I loved the darkness, the bunker-like house in which Lang lives, the atmosphere of the storm, and the quirky presence of the Oriental caretakers: the grounds keeper's futile raking of leaves on a windy day - the cook giving the writer suspicious looks.
I liked the last scene with the pages blowing away (though I thought more of Treasure of the Sierra Madre with the gold dust blowing away).
I guess the whole thing about the message being in the "beginnings" was cheesy - but I liked it dramatically.
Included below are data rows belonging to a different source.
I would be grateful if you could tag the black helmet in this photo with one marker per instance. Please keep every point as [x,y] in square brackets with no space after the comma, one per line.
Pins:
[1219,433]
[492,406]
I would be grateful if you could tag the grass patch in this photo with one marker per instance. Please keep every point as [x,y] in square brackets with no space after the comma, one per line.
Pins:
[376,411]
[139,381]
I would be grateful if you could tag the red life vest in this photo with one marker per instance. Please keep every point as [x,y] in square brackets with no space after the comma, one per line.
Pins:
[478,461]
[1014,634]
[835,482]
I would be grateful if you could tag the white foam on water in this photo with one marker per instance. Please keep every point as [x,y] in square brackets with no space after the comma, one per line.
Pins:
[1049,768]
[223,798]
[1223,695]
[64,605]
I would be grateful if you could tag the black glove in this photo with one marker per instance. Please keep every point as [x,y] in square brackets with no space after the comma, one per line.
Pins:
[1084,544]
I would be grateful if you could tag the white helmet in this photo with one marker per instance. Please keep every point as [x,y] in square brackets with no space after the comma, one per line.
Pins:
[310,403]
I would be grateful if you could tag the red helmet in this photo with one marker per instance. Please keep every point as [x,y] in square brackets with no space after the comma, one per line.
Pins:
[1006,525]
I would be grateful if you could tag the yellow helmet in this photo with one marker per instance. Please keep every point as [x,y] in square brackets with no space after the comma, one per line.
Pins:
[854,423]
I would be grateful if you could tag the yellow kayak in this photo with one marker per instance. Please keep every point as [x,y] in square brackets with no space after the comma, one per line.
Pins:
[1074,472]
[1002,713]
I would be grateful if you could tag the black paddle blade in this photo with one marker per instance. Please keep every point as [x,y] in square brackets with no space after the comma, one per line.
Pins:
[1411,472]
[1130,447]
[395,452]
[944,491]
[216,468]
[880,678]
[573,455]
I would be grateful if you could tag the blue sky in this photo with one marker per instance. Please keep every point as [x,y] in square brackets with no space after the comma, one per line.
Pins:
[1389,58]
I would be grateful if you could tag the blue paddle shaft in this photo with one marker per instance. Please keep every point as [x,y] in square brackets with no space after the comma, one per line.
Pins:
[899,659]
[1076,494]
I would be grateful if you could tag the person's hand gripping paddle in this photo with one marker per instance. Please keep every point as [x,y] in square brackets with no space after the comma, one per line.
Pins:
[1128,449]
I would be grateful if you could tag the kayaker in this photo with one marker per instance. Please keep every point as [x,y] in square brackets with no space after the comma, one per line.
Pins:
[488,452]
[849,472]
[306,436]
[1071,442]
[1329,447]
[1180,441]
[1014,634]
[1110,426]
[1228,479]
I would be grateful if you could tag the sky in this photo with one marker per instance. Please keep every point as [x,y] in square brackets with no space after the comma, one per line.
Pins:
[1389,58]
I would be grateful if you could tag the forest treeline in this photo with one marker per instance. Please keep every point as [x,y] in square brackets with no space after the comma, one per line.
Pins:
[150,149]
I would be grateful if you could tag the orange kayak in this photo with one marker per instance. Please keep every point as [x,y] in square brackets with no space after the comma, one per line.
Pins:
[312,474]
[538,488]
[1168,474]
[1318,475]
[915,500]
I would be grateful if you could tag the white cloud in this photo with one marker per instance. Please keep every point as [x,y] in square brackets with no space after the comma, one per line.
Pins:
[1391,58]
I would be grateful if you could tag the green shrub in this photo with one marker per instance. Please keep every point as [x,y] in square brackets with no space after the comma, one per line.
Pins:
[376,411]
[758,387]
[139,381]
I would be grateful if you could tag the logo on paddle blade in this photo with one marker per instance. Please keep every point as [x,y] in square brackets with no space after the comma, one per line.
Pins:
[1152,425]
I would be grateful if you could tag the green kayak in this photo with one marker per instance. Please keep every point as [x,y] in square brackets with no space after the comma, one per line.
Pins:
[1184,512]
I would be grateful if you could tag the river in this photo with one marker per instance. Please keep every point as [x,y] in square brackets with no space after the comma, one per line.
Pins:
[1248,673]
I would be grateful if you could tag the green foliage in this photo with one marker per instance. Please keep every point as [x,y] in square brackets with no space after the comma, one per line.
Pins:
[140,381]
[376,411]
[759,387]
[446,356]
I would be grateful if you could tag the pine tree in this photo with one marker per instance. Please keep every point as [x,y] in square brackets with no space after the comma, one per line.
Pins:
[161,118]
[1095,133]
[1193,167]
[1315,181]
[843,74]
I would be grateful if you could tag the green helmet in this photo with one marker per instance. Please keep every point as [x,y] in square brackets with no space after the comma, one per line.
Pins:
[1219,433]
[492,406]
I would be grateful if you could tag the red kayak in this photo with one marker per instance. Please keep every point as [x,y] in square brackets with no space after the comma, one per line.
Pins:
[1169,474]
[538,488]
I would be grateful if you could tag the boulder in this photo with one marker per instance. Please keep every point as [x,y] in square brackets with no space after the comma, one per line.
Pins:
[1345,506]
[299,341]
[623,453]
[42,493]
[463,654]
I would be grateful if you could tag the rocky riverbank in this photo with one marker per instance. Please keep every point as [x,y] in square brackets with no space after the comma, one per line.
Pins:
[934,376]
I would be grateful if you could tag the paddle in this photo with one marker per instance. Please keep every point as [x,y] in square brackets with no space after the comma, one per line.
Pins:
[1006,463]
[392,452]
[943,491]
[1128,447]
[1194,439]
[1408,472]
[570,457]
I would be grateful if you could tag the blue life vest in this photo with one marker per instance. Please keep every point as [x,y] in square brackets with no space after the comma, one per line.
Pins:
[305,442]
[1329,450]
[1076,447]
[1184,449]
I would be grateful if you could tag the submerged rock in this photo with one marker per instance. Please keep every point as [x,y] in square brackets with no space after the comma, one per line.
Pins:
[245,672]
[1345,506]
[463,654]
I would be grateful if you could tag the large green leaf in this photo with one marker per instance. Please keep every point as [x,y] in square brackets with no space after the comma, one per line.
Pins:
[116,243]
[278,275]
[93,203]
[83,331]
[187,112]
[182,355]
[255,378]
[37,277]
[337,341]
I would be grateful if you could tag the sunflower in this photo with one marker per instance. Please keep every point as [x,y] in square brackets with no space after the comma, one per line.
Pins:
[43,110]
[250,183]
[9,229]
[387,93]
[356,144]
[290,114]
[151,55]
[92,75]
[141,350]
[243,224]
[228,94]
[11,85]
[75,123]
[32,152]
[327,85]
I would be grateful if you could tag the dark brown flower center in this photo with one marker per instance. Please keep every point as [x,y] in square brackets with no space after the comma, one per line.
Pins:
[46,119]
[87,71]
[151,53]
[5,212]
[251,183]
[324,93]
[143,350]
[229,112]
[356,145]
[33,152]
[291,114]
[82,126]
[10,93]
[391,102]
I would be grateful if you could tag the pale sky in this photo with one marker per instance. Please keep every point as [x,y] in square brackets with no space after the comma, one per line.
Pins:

It was fun for me watching the movie on Cape Cod - knowing that the settings are supposed to be Martha's Vineyard and Cape Cod - yet knowing that it wasn't filmed there. At times the film takes place in some nondescript location in the States, and this nondescript element to the location fits in with the writer's groping with a mystery.
Meanwhile, they put in enough elements to set the story somewhat believably on the Vineyard and the Cape - sort of poking fun at those places at the same time: the constant rain, the bleakness, the hotel desk clerk dressed in colonial costume, the old salt (Eli Wallach) who knows everybody on the island. Of course, there's no place named Old Haven - but when he's in the talking car, the GPS says Edgartown, Martha's Vineyard. Then he gets on the ferry (but there's no ferry to the Cape in Edgartown). Yet the ferry station he goes to looks like the one in Oak Bluffs.
I was impressed with Kim Cattrall. I wasn't certain it was her until I read your post. Good job on her part.
Also liked the whole bit with the photographic clues the writer finds in the dead writer's stuff. Sort of reminded me of The Girl with the Dragon Tattoo, which I think I enjoyed more than The Ghost Writer, but, still, this was a very well made movie.